Asl sotto attacco hacker, sistemi in tilt

4 Maggio 2023

Blocco informatico per prenotazioni, esami e Pronto soccorso. L’azienda: «Esperti esterni al lavoro, dati sensibili al sicuro» 

L’AQUILA. Un sistema sanitario provinciale totalmente nel caos, tornato improvvisamente all’epoca del cartaceo per il blocco di tutto il suo apparato l’informatico. Dall’ospedale dell’Aquila a quelli di Avezzano, Sulmona, Castel di Sangro, Pescina e Tagliacozzo, passando per i distretti sanitari e gli ambulatori: i disagi sono enormi e diffusi, tra code, rinvii e disservizi, che colpiscono soprattutto prenotazioni al Cup, esami, visite e gestione del Pronto soccorso, ma anche gli interventi chirurgici programmati. La confusione va avanti da 24 ore: ieri sera la situazione era tutt’altro che risolta.
Questa mattina si terrà un altro vertice della Asl, che sarà una sorta di consiglio di guerra, perché dalle 4 della notte di ieri l’azienda sanitaria combatte una silenziosa battaglia informatica con l’aiuto di esperti esterni della cybersicurezza. La Asl si sta infatti difendendo da un gruppo di hacker che l’ha messa sotto assedio.
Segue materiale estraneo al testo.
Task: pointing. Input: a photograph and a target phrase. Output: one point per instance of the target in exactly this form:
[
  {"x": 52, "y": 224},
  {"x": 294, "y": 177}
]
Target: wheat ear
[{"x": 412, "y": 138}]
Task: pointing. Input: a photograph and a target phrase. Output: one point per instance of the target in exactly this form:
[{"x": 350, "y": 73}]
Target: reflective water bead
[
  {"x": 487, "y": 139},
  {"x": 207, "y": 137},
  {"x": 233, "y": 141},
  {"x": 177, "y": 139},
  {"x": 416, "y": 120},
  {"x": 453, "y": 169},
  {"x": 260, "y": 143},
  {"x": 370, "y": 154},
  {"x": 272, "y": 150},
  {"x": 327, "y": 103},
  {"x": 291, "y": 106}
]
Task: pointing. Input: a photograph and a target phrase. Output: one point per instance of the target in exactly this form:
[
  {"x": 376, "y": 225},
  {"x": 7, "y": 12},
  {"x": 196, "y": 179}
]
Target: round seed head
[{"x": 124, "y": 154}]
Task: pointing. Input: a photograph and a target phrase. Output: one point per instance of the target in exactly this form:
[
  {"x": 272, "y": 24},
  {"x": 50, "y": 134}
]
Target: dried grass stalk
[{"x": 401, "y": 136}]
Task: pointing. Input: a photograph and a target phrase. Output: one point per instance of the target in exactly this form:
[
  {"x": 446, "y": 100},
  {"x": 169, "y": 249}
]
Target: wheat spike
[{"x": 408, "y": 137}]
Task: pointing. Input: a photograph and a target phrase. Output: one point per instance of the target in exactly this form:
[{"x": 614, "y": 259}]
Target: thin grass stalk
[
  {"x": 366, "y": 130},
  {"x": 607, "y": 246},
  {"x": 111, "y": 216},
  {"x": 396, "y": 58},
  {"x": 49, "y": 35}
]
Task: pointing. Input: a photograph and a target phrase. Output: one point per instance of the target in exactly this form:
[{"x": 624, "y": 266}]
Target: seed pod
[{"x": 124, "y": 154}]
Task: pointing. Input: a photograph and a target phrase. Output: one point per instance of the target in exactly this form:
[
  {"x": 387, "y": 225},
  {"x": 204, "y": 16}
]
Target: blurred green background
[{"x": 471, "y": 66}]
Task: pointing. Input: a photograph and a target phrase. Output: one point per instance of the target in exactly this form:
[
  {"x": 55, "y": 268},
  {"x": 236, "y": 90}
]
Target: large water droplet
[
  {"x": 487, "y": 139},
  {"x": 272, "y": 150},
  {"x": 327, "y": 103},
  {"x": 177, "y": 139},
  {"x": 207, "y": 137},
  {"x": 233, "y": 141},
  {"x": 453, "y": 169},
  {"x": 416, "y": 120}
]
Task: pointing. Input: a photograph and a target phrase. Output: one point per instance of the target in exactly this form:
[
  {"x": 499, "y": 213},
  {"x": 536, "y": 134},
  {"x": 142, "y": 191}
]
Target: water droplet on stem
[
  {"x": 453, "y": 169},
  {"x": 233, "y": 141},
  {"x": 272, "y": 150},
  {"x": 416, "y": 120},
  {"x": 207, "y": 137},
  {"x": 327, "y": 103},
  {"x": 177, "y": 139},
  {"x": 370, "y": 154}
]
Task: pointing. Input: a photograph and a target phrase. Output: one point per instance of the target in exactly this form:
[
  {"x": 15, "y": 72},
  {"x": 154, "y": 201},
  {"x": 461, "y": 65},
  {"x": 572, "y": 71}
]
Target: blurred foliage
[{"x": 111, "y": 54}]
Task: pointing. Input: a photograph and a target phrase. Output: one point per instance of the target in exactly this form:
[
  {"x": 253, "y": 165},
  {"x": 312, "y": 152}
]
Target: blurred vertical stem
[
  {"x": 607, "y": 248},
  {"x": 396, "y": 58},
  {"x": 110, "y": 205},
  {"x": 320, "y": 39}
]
Tesoro da difendere è innanzitutto il suo archivio digitale, che al momento sarebbe al sicuro ma che, se violato e clonato dai cybercriminali, potrebbe portare a una minaccia di diffusione dei dati sensibili degli utenti. Ma si cerca ovviamente anche di riattivare i sistemi informatici interni dell’azienda sanitaria totalmente bloccati. Il rischio è che arrivi una richiesta di riscatto per sbloccare la situazione.
LA BATTAGLIA INFORMATICA
«Sono in corso tutte le attività di verifica tecnica per ripristinare nel minor tempo possibile la piena operatività dei sistemi informatici in totale sicurezza», ha scritto la direzione della Asl Avezzano-Sulmona-L’Aquila in una nota diffusa nel pomeriggio, ammettendo un «blocco del sistema informatico che si è registrato a seguito di un attacco hacker». E ancora: «I nostri tecnici e gli esperti di una task force di cybersecurity si sono messi immediatamente al lavoro e stanno portando avanti un’analisi tecnica sui server aziendali, definendo l’area da cui sono partiti i “malware” (sorta di virus informatici, ndr) che hanno colpito i server. Si spera di poter risolvere il problema al più presto ma possiamo rassicurare che nessun dato sanitario o sensibile è stato trafugato o perduto. L’archivio informatico è integro».
La rassicurazione è importante, anche perché nelle prime ore dopo l’inizio della battaglia informatica si parlava di dati criptati dagli hacker. Un altro punto fermo lo ha aggiunto il direttore amministrativo della Asl Stefano Di Rocco, al di fuori della nota dell’azienda: «Al momento non abbiamo ricevuto alcuna richiesta di riscatto».
IL PERICOLO E GLI ALTRI CASI
Al di là degli enormi disagi, è proprio questo il pericolo, che i cybercriminali ricattino la Asl per non diffondere pubblicamente i dati sensibili o per sbloccare il sistema. Del resto è quanto sta accadendo in altre azioni informatiche che stanno colpendo grandi enti italiani in questi giorni. È il caso dell’attacco “ransomware” – come viene definito dal punto di vista tecnico – della gang “Lockbit” ai danni del gruppo sanitario Multimedica, a cui fanno capo l’ospedale San Giuseppe di Milano e l’Irccs Multimedica di Sesto San Giovanni. Ma anche di quello che gli hacker di “MedusaLocker” stanno compiendo contro la società acquedottistica campana Alto Calore. In entrambi i casi, dopo giorni di battaglia, i due gruppi di cybercriminali hanno rivendicato gli attacchi, diffuso pubblicamente una parte di dati sensibili degli utenti e chiesto un riscatto oneroso. Azioni criminali di questo tipo vanno avanti da tempo in tutto il mondo, ora tocca alla Asl aquilana difendersi.